Ademir Ferreira dos Santos, apontado nas investigações da Polícia Civil como um dos responsáveis por filmar e espancar a vítima, estava entre os presos, mas morreu em 3 de dezembro após passar mal numa cela do Centro de Detenção Provisória Pinheiros 2.A SAP (Secretaria de Administração Penitenciária) abriu investigação sobre a morte. Segundo a certidão de óbito, Ademir morreu por complicações de AVC (Acidente Vascular Cerebral) e hepatopatia crônica (doença no fígado).

O advogado de Hermenegildo, Claudiney da Silva Leopoldino, diz que vai aguardar a audiência na esfera criminal para ingressar na cível com pedido de indenização por danos morais e materiais contra o Extra e a G8. "Vamos pedir indenização de ao menos R$ 700 mil", planeja.

Hermenegildo também afirma que não recebeu nenhuma assistência do Extra até agora.Leopoldino diz crer que os cinco réus possam ser condenados na Justiça por tortura, algo que não aconteceu com dois seguranças que chicotearam um adolescente de 17 anos flagrado tentando furtar barras de chocolate do supermercado Ricoy, na zona sul. Eles foram condenados por lesão corporal."A maioria dos agressores eram funcionários do Extra. Ou seja, era uma prática institucionalizada. Também já temos manifestação de juiz reconhecendo que houve tortura quando um dos acusados teve um pedido negado de revogação de prisão".
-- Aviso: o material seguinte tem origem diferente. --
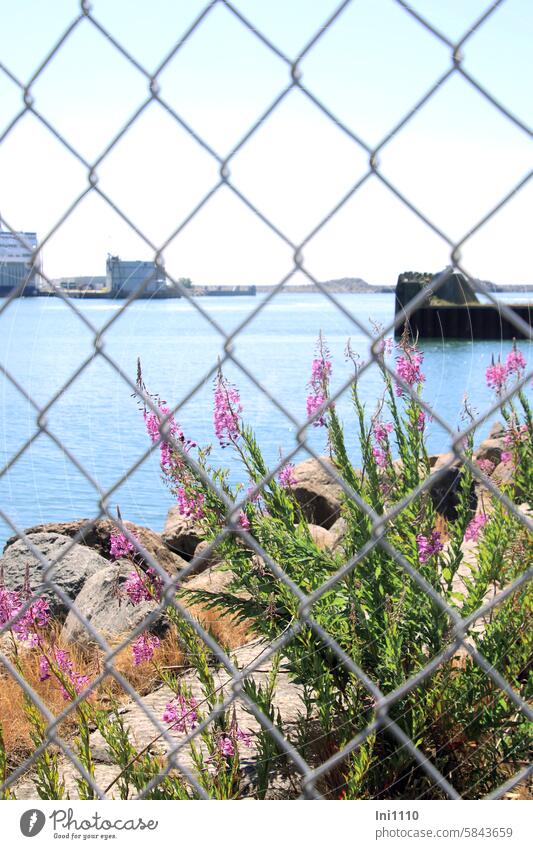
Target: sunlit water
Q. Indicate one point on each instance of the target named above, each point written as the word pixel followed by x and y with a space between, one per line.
pixel 43 343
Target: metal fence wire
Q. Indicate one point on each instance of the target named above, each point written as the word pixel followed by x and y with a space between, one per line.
pixel 309 775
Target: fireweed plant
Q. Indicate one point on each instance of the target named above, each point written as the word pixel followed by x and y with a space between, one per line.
pixel 375 612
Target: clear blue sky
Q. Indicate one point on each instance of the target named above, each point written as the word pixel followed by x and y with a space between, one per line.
pixel 455 160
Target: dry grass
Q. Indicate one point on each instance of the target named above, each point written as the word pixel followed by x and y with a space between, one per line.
pixel 144 678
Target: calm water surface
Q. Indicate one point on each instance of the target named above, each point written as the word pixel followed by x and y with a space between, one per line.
pixel 43 343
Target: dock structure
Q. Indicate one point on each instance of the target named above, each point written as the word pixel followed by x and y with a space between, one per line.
pixel 454 311
pixel 20 265
pixel 127 277
pixel 228 291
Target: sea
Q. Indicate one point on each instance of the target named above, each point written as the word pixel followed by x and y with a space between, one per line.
pixel 72 432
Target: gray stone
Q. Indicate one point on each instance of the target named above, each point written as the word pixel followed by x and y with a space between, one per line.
pixel 180 534
pixel 142 730
pixel 444 491
pixel 323 539
pixel 490 449
pixel 96 534
pixel 104 604
pixel 317 492
pixel 73 569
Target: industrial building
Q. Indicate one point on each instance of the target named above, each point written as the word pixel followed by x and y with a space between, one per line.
pixel 19 265
pixel 125 277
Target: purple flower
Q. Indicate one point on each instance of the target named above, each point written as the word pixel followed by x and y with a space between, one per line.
pixel 318 385
pixel 428 546
pixel 225 746
pixel 143 586
pixel 286 476
pixel 44 668
pixel 190 503
pixel 515 362
pixel 475 526
pixel 65 665
pixel 496 375
pixel 313 403
pixel 36 617
pixel 181 713
pixel 227 411
pixel 143 648
pixel 120 546
pixel 408 368
pixel 486 466
pixel 381 430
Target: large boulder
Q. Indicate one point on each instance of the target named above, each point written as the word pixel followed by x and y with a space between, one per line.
pixel 103 602
pixel 317 492
pixel 181 534
pixel 444 490
pixel 97 534
pixel 72 569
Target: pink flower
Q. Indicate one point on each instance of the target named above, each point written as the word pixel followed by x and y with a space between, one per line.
pixel 318 385
pixel 225 746
pixel 44 668
pixel 227 411
pixel 181 713
pixel 408 368
pixel 190 503
pixel 515 362
pixel 475 526
pixel 486 466
pixel 64 663
pixel 9 604
pixel 286 476
pixel 380 456
pixel 428 546
pixel 313 403
pixel 496 375
pixel 36 617
pixel 143 586
pixel 143 648
pixel 381 430
pixel 120 546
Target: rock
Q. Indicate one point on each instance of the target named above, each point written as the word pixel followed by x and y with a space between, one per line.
pixel 497 430
pixel 212 580
pixel 74 568
pixel 323 539
pixel 142 730
pixel 181 534
pixel 437 461
pixel 490 449
pixel 444 491
pixel 339 530
pixel 104 604
pixel 202 562
pixel 504 474
pixel 318 494
pixel 97 537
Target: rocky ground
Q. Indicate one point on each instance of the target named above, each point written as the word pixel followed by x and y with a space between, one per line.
pixel 85 575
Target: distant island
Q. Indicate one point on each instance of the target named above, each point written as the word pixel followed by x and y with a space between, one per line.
pixel 357 285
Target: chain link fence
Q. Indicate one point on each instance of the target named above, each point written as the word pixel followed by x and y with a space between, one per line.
pixel 235 677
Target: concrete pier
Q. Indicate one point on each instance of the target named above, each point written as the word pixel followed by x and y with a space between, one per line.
pixel 455 311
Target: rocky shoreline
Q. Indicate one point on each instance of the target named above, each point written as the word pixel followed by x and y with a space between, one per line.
pixel 87 576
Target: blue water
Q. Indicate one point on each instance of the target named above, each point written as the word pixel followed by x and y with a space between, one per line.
pixel 43 343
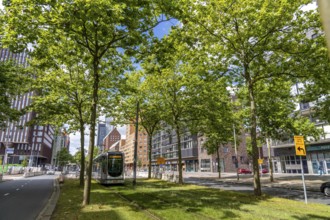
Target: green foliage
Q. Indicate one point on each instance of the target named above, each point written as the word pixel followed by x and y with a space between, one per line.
pixel 251 47
pixel 63 157
pixel 25 162
pixel 165 200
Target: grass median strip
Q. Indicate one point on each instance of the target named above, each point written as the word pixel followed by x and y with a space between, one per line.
pixel 156 199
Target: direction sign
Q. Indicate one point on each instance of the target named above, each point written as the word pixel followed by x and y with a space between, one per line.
pixel 160 160
pixel 10 150
pixel 300 145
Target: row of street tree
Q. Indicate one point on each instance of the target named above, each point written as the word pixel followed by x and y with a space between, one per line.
pixel 226 64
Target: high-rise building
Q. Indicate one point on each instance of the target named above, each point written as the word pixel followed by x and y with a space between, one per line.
pixel 61 140
pixel 18 141
pixel 112 138
pixel 128 148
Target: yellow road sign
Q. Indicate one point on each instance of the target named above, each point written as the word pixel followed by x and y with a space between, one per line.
pixel 300 145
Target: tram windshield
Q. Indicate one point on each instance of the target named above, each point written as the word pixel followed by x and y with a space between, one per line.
pixel 115 165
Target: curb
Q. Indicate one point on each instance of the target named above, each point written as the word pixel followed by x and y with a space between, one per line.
pixel 48 210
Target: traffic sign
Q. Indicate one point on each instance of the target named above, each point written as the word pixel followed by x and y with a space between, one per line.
pixel 300 145
pixel 160 160
pixel 10 150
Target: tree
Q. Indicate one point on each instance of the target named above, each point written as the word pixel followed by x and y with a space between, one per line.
pixel 218 118
pixel 62 85
pixel 64 157
pixel 101 31
pixel 177 85
pixel 13 82
pixel 253 46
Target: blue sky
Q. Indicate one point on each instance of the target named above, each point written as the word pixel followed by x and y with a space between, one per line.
pixel 160 30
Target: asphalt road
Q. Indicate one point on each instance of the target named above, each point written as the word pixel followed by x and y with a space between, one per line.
pixel 312 197
pixel 24 198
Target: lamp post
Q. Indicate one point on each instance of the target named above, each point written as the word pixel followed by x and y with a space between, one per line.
pixel 4 162
pixel 30 161
pixel 235 146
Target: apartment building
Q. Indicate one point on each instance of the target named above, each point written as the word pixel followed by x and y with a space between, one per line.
pixel 113 137
pixel 142 149
pixel 18 141
pixel 195 157
pixel 283 153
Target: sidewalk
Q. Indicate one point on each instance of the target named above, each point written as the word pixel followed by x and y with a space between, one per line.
pixel 287 180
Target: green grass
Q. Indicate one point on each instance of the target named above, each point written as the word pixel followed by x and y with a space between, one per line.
pixel 156 199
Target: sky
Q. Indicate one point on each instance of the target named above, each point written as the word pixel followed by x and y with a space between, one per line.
pixel 159 31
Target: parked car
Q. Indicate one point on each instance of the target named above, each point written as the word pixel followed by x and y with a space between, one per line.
pixel 325 188
pixel 244 171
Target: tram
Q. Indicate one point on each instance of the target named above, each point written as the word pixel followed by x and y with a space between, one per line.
pixel 108 168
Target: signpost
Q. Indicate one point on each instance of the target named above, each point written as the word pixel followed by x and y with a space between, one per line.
pixel 301 151
pixel 160 160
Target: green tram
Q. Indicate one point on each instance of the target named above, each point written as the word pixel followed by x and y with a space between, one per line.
pixel 108 168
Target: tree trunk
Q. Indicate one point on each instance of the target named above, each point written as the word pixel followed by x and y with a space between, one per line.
pixel 87 187
pixel 178 136
pixel 149 154
pixel 82 155
pixel 255 152
pixel 270 161
pixel 135 142
pixel 219 167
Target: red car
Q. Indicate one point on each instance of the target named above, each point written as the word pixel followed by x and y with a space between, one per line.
pixel 244 171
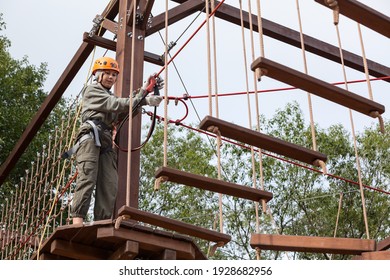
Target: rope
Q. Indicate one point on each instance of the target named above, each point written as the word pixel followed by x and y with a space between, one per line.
pixel 217 132
pixel 354 139
pixel 189 39
pixel 374 114
pixel 165 145
pixel 258 251
pixel 130 123
pixel 313 133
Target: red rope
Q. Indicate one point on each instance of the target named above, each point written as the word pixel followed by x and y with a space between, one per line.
pixel 191 37
pixel 278 89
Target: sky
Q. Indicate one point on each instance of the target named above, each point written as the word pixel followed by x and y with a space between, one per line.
pixel 51 31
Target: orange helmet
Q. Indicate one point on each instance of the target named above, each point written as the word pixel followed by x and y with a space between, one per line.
pixel 105 63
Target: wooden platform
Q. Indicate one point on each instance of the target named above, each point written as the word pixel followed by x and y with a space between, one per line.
pixel 263 141
pixel 211 184
pixel 174 225
pixel 317 87
pixel 377 255
pixel 101 241
pixel 348 246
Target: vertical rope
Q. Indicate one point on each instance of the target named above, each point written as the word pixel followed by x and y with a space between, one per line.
pixel 130 125
pixel 166 87
pixel 354 138
pixel 218 134
pixel 258 251
pixel 365 62
pixel 313 133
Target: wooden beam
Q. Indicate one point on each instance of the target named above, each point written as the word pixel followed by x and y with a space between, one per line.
pixel 148 242
pixel 128 251
pixel 317 87
pixel 128 53
pixel 384 244
pixel 363 14
pixel 77 251
pixel 211 184
pixel 111 45
pixel 175 225
pixel 174 15
pixel 50 101
pixel 311 244
pixel 263 141
pixel 292 37
pixel 378 255
pixel 168 255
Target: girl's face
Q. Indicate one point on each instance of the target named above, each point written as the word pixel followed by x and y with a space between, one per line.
pixel 109 78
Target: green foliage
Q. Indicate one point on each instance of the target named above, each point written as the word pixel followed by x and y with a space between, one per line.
pixel 21 95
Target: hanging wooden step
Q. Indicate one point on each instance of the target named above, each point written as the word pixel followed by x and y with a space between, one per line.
pixel 260 140
pixel 211 184
pixel 372 18
pixel 350 246
pixel 175 225
pixel 377 255
pixel 384 244
pixel 318 87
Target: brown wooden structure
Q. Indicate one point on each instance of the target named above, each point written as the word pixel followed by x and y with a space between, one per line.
pixel 211 184
pixel 318 87
pixel 312 244
pixel 260 140
pixel 101 241
pixel 364 15
pixel 127 239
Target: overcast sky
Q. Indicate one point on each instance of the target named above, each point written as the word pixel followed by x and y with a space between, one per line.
pixel 51 31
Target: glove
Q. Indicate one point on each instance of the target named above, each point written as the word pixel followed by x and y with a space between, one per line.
pixel 151 82
pixel 153 100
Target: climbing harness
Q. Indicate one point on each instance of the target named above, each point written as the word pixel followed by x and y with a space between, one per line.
pixel 94 134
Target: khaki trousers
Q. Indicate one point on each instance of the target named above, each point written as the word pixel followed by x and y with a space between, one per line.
pixel 97 170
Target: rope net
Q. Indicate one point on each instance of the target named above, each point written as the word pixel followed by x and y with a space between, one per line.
pixel 41 201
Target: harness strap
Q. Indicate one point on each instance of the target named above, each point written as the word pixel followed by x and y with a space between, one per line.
pixel 72 150
pixel 95 133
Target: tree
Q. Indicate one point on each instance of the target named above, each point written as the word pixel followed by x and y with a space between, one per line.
pixel 187 152
pixel 306 202
pixel 21 95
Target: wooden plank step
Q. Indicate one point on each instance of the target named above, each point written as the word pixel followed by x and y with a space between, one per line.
pixel 211 184
pixel 175 225
pixel 318 87
pixel 350 246
pixel 378 255
pixel 263 141
pixel 384 244
pixel 372 19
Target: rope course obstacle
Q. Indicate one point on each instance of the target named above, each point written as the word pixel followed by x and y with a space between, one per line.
pixel 35 222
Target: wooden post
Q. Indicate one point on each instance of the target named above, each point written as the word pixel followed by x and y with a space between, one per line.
pixel 124 57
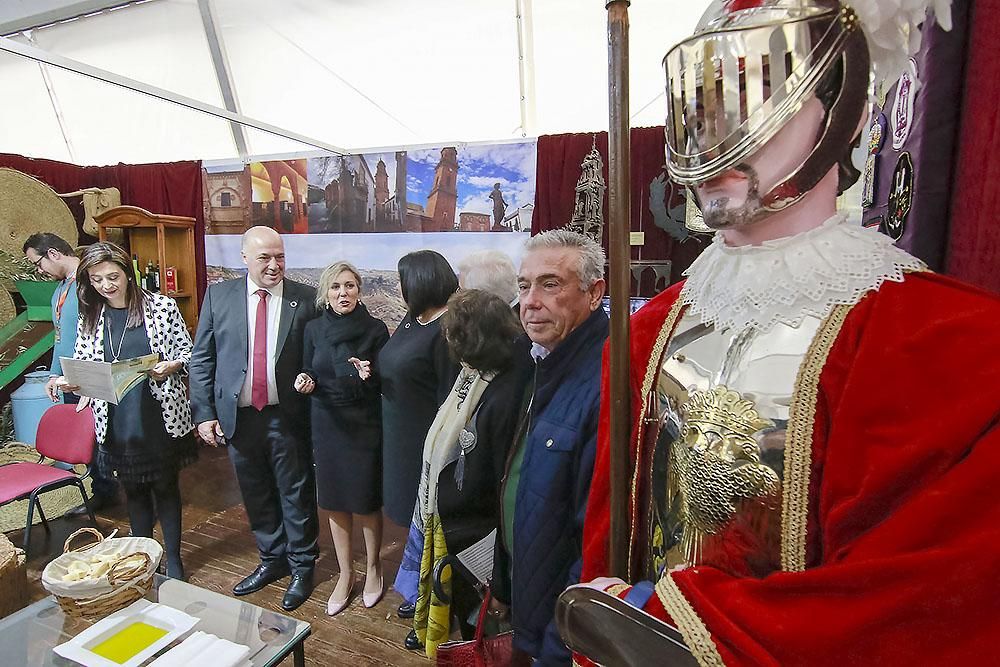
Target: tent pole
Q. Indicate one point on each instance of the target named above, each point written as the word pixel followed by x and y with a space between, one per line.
pixel 619 222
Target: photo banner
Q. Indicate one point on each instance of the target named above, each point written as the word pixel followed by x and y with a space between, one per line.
pixel 372 209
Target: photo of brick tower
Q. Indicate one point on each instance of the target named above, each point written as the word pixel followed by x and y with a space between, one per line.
pixel 449 189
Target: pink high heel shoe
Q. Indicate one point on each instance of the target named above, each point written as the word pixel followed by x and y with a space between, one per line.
pixel 369 600
pixel 334 607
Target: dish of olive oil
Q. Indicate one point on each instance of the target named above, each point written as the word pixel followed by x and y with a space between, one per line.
pixel 128 642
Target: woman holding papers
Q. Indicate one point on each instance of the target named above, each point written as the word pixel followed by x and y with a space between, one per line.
pixel 464 455
pixel 147 438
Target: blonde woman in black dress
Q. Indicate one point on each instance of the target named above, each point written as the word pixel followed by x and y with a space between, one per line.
pixel 340 372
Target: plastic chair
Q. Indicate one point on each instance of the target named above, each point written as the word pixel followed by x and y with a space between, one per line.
pixel 66 436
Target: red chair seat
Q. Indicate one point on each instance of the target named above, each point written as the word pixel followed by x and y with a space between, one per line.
pixel 20 479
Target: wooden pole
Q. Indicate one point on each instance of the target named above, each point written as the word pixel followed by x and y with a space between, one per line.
pixel 619 223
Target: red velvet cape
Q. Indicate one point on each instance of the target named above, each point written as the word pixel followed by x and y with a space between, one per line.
pixel 904 504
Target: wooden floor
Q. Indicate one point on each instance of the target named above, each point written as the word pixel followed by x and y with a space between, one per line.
pixel 218 551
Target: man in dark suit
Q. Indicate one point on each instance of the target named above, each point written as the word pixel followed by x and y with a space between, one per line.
pixel 247 353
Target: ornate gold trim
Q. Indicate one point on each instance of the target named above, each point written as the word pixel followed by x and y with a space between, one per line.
pixel 798 442
pixel 652 369
pixel 697 636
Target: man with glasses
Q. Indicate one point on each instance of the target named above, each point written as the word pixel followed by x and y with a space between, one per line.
pixel 54 258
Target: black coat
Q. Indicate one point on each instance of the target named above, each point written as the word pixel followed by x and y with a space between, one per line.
pixel 346 410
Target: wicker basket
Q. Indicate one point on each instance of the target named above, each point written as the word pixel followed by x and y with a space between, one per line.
pixel 13 578
pixel 129 578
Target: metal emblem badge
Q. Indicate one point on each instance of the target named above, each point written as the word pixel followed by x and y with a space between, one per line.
pixel 901 115
pixel 900 198
pixel 876 136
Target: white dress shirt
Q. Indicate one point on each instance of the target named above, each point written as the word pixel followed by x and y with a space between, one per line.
pixel 273 320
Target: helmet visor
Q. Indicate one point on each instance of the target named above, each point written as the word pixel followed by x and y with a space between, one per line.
pixel 732 86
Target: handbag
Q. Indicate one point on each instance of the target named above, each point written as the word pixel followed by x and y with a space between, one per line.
pixel 479 652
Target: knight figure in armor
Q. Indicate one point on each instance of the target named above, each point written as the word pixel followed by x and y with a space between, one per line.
pixel 816 425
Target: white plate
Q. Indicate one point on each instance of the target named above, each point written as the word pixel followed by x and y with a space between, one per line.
pixel 176 623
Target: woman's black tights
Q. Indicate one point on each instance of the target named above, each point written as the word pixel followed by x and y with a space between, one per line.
pixel 161 500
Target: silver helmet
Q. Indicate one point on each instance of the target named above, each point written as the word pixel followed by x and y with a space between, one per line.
pixel 746 71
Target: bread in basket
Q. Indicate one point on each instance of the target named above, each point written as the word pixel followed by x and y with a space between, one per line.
pixel 104 576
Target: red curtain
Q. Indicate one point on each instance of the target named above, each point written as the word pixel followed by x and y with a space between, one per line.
pixel 172 188
pixel 974 242
pixel 557 172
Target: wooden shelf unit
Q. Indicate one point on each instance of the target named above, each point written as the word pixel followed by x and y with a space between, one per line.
pixel 167 240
A tortura é um crime inafiançável e imprescritível, que não pode ser perdoado por indulto do presidente.Há dois anos Hermenegildo não consegue emprego com carteira assinada, mas tem um plano para quando obtiver reparações na Justiça. "Quero sair de São Paulo, morar numa cidade pequena e voltar a dormir em paz".O Extra disse, em nota, que proíbe o uso de qualquer tipo de violência. Afirmou que colaborou com as investigações e que demitiu os funcionários identificados nas agressões.

Em relação à alegação de que outros funcionários da segurança praticam tortura, a rede afirmou que seus seguranças são treinados para respeitar os direitos humanos. "A empresa possui canais formais de denúncia para a comunicação de atos que infrinjam valores, políticas e procedimentos da companhia."Sobre a acusação de que não ofereceu assistência à vítima, o Extra disse que soube do caso no dia 12 de setembro de 2019 e que não recebeu nenhum contato de Hermenegildo ou de seu advogado.

Também procurada, a G8 disse que, após saber do ocorrido, foi a primeira a comunicar a polícia e também que afastou seus colaboradores envolvidos.